Mr. Buay Stephen Hoth Ker overcame hurdles to get a slot at the prestigious Ethiopian Aviation University and graduated as a pilot—a dream that he had been building on since childhood.

Born in Khartoum, Sudan, he started his primary schooling at CCK Khartoum. After independence, he had to come back to South Sudan. Hoth sat for P8 at Atlabara and high school at CCK and Mat International School, respectively.

“I came to Ethiopia to start my aviation journey, but I was underage; the requirement was 18 years old,” explained Hoth.

According to him, he had to continue pursuing a Diploma in Business Administration as he waited for his age to tick 18.

Mr. Hoth had to join the Ethiopian Aviation University and graduated as the first-ever South Sudanese to graduate in aviation at Addis Ababa on Saturday, beside his DR. Congo, Togo, Tanzanian, Ethiopian, and Madagascar colleagues.

“I have been interested in aviation since I was a child. I am a student pilot who aspires to become a professional pilot. That sounds a bit better,” Hoth said in his speech at the graduation event.

“I decided to make this a career when I was in high school, and here I am today. A CPL (Certificate in Commercial Pilot License) holder,” he added.

Hoth now possesses a CPL with an instrument rating and multi-engine rating; for instance, Mr. Hoth can fly Boeing B737 NG2, Cessna 172 3, DA-40 NG4, and DA-42 NG planes.

He called on those who aspire to be pilots to work hard, citing that “the cockpit is a terrible learning environment, so do as much as you can on the ground.”

According to Hoth, for instance, you can learn the positions of all of the controls or commit common procedures to muscle memory while sitting on the ramp.

“If confused, ask. Again, sometimes this is best done on the ground, when you’re not busy trying to fly the aeroplane,” he noted.

He underlined that ancestors, fathers, mothers, and heroes died for this country, and as such, youth should take the lead by taking this country forward.
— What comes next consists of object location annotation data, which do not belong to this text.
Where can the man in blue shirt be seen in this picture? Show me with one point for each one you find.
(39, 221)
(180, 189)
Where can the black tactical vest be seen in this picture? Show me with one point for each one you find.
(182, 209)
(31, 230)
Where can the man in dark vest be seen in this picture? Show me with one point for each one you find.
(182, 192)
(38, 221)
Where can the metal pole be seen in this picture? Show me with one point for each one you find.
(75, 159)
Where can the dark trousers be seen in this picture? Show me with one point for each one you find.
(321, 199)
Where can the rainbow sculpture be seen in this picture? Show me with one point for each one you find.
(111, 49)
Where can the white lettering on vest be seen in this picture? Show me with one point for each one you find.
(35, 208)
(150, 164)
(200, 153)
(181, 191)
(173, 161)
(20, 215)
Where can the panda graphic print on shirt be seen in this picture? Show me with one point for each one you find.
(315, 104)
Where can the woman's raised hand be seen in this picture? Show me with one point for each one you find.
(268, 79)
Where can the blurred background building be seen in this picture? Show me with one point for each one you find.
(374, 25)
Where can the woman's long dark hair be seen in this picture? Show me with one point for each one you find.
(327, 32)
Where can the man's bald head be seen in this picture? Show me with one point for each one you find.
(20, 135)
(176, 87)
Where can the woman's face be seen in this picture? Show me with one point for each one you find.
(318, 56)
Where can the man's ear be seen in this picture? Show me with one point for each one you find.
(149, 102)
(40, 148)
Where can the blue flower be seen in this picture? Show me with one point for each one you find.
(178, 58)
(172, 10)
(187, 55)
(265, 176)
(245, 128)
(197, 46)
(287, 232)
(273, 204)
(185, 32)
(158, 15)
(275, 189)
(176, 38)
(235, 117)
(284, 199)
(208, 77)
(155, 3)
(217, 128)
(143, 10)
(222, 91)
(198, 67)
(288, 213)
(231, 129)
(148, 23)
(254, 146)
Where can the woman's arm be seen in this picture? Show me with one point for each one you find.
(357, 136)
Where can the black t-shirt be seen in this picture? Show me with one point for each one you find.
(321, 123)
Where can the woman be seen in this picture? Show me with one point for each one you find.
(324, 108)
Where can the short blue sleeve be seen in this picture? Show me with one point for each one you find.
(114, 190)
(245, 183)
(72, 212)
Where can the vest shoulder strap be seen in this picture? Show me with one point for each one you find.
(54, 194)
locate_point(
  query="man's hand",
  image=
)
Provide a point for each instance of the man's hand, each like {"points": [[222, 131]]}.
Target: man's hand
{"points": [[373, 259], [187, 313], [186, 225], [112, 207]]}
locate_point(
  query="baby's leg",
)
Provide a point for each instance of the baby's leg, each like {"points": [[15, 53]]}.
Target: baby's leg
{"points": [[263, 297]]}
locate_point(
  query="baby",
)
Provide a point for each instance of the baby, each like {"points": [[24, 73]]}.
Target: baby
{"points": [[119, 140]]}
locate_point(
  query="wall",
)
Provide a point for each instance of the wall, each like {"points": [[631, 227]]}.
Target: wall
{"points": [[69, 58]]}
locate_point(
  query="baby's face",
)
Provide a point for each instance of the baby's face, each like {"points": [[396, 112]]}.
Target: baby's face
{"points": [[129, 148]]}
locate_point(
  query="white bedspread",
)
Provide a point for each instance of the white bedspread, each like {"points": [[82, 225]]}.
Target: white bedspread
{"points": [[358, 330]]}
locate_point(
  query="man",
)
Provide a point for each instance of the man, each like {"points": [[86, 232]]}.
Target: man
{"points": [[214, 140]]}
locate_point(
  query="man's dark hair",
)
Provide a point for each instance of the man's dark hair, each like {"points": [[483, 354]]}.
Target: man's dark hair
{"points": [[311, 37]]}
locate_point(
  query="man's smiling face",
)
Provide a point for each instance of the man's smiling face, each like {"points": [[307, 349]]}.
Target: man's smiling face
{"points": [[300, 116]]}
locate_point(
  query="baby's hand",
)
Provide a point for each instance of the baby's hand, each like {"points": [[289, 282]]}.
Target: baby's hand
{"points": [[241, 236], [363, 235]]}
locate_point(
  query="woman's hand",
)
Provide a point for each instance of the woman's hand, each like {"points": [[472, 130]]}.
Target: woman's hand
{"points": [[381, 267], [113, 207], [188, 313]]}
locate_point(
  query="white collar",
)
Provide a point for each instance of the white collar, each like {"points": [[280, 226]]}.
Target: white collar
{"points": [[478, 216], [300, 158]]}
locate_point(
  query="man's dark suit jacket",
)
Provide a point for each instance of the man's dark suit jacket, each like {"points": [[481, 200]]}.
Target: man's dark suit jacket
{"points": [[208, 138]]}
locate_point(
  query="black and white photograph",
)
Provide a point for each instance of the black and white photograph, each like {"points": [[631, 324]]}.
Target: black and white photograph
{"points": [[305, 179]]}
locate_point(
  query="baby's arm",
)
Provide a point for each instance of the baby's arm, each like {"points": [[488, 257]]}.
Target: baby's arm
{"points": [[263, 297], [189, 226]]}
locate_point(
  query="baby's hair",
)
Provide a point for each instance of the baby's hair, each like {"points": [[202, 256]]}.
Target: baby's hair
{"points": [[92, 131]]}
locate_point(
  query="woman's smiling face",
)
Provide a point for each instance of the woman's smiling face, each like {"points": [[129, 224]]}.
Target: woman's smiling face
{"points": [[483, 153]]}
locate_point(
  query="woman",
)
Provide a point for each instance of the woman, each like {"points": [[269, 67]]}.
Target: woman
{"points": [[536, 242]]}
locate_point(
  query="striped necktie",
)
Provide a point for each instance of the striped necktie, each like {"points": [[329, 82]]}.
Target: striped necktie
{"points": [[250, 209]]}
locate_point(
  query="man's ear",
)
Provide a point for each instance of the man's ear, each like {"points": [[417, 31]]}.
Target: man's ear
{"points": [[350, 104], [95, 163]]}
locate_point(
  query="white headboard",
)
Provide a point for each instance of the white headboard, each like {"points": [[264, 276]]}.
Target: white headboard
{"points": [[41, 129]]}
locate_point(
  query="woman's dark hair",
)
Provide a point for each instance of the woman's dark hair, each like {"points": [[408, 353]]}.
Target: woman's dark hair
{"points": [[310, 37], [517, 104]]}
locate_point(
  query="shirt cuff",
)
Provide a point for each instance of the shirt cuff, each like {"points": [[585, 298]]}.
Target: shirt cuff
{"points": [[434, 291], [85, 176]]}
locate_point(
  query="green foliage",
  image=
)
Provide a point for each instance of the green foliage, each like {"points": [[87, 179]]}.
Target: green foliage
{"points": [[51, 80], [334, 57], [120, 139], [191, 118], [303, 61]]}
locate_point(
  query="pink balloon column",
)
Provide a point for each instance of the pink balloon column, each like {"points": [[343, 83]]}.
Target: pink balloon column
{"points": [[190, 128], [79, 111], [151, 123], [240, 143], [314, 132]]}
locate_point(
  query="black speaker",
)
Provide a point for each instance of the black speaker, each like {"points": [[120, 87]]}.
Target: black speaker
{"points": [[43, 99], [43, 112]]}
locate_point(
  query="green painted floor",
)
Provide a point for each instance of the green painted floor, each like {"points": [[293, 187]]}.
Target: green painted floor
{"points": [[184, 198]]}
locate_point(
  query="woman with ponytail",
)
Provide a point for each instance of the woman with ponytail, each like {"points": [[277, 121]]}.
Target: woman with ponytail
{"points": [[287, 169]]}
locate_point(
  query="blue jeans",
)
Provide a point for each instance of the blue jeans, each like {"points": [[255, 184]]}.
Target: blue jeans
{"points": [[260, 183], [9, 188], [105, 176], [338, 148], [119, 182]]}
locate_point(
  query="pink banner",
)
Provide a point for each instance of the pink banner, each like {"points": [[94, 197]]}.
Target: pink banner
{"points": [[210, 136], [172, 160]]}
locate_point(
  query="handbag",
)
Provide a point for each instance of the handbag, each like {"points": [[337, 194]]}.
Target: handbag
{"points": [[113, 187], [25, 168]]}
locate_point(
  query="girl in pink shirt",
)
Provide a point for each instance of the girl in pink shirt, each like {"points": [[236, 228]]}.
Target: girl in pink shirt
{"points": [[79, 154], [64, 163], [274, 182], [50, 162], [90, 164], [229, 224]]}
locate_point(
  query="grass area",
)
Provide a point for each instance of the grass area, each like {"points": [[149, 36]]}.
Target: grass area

“It is up to us, as youth and coming generations, to change and work together with our leaders in government and communities to make South Sudan a better place.

“Lastly, keep educating yourself, focus on your studies, and find learning opportunities. Don’t follow people’s negative thoughts and beliefs or the culture; instead, inspire others to follow you and be a role model to your society,” he expressed.

Meanwhile Dr. Ter Tongyik Majok, South Sudan’s representative to African Union Security Council, speaking on behalf of the deputy head of mission of the South Sudan Embassy in Ethiopia, appreciated the varsity management for imparting wonderful skills and training.

He challenged the government of South Sudan to build strong collaboration with the university to train more young South Sudanese.